Thursday, May 10, 2007

As Temporary Times Unfold.....


So music really inspires me. This is something that I really can't explain. Five minutes ago I was thinking of writing something over here and I put it off as I really didn't want to do it. Right now I am listening to songs from Rang De Basanti and I can't stop writing. It's just something that puts me in a world that is mine. It is ridiculously relaxing. All I can feel right now is the enjoyment I get from the music. I am guessing that's why my people believe music is very close to God. I don't really know what I want to write right now. I am recalling a scene that happened a year from now. It was a normal day. We went to school and sat in one of the lecture halls to study as we didn't have any room in the library. Anand then comes up with this thought that after two years we will all be on our separate ways and we might not be able to see each other. I am smiling right now thinking of it. There was a time in India when I was with Dhvanil and Nisarg watching the movie. We were wondering whether it could really happen to us. This moment was exactly like the one that took place today. Less than a year after that, it was decided that I am going to USA. When Anand told me that sentence, I was completely indifferent. I didn't want that to happen, but I did not want to say anything about it either. I told him that I might not even be alive after two years.

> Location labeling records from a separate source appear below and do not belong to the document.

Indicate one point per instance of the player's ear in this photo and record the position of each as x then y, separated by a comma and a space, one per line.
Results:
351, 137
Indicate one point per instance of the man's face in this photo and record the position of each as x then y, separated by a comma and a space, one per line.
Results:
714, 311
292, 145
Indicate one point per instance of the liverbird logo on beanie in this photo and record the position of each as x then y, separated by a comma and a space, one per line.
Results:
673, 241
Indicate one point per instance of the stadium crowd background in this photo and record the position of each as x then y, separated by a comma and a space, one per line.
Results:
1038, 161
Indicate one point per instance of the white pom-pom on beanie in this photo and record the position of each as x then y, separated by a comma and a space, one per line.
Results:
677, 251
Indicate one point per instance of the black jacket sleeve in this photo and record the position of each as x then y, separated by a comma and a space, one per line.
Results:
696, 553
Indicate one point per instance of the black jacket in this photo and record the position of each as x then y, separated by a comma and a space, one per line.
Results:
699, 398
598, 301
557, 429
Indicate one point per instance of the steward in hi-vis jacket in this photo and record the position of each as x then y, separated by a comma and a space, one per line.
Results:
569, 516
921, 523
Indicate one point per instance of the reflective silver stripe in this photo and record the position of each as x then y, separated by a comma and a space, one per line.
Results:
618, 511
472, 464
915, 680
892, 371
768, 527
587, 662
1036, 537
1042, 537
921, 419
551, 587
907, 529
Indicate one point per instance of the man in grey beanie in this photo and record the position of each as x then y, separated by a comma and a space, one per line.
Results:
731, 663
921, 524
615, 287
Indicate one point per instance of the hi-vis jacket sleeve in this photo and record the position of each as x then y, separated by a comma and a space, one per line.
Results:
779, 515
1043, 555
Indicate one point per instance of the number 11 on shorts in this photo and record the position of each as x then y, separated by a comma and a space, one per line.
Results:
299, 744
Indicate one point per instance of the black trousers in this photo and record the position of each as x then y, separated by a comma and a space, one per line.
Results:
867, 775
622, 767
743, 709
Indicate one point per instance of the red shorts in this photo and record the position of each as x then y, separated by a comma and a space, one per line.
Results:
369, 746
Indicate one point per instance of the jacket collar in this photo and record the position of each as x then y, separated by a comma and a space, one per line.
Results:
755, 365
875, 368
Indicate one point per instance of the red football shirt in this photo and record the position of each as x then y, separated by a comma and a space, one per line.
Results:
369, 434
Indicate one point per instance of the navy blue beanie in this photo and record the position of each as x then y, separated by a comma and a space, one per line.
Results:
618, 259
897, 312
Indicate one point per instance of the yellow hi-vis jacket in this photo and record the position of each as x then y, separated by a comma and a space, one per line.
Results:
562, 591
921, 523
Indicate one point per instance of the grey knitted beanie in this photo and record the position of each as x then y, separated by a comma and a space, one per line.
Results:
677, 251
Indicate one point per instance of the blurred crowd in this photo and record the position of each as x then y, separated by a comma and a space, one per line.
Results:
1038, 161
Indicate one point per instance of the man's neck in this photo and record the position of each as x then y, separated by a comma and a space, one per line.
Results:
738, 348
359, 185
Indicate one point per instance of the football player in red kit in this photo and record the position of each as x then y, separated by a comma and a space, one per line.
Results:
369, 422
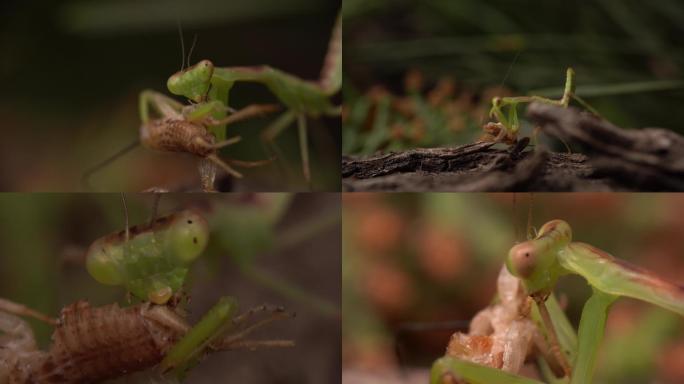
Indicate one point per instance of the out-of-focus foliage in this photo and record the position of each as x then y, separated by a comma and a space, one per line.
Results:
252, 255
71, 72
627, 56
412, 262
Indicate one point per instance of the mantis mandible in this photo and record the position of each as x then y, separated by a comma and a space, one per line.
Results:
203, 81
506, 127
539, 263
95, 344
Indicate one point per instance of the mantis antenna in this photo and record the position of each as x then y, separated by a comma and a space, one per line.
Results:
192, 47
123, 201
180, 35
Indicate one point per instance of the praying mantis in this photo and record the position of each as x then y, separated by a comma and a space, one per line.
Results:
205, 83
93, 344
200, 128
539, 263
506, 127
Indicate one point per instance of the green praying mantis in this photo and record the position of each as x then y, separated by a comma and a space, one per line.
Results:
94, 344
200, 127
538, 264
506, 126
203, 83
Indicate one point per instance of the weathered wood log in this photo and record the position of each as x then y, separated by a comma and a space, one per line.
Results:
614, 159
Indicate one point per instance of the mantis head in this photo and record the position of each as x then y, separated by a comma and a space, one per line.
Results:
536, 261
153, 261
193, 82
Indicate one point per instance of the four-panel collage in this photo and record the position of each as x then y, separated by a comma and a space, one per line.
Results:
342, 191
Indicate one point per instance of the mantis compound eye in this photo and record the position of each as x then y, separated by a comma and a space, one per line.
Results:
522, 260
152, 262
193, 82
187, 237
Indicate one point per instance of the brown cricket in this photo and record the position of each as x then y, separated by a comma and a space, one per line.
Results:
90, 345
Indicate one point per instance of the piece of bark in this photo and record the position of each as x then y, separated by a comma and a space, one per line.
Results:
642, 159
617, 159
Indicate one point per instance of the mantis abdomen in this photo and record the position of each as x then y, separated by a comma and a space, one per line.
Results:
617, 277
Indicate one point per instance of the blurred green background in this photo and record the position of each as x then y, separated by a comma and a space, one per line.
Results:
71, 72
422, 73
412, 262
278, 249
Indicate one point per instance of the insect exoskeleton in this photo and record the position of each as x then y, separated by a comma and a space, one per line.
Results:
150, 260
177, 135
95, 344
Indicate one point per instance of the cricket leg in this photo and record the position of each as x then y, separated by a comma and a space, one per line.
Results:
274, 314
227, 142
214, 323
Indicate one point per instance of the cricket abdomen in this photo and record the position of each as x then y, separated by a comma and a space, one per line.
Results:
175, 135
95, 344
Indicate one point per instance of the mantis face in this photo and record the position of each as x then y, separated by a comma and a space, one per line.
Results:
153, 262
535, 261
193, 82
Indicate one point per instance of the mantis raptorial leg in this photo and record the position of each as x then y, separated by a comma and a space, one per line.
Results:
539, 263
302, 98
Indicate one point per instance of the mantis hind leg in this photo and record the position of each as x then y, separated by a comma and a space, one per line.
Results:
214, 323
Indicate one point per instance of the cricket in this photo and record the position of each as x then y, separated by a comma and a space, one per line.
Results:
199, 129
501, 337
94, 344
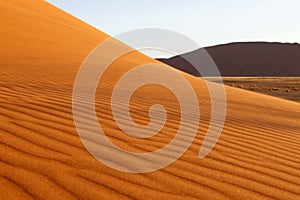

Why does money have to be so important that you have to lose your best friends and life for it?These moments that I am going through with my friends right now will never be available to me again. How will I feel when I think about these times ten years from now? Anand asked me to promise me that I will keep in contact. "Keeping in contact" doesn't mean anything to me. Lol, I am still in contact with Gagan, Dhvanil and Nisarg, am I not? But its never the same. Its never going to be the same. Its all because of money. Money kills. At least I have my family that will be with me until the end.
Wow, listen to this....

......मेरी पतंग हो बेफिकर उड़ रही है माँ
डोर कोई लुटे नहीं, बीच से काटे ना.....

I think this man is trying to emotionally take over me or something. A.R. Rahman is the pinnacle of music. Really! Music can change my mood tremendously. Why can't I make music like this when I grow up? I can't see anything like that anywhere in my future. But I hope I will make music like this when I grow up. And once I do it, I hope it will impact someone like it has impacted me now. Not because I want money or fame or anything material out of it. But just because it's the best feeling. I want that person to experience what I am experiencing right now. You really have to be lucky to go through what I am going through right now and I thank God with all my heart for everything.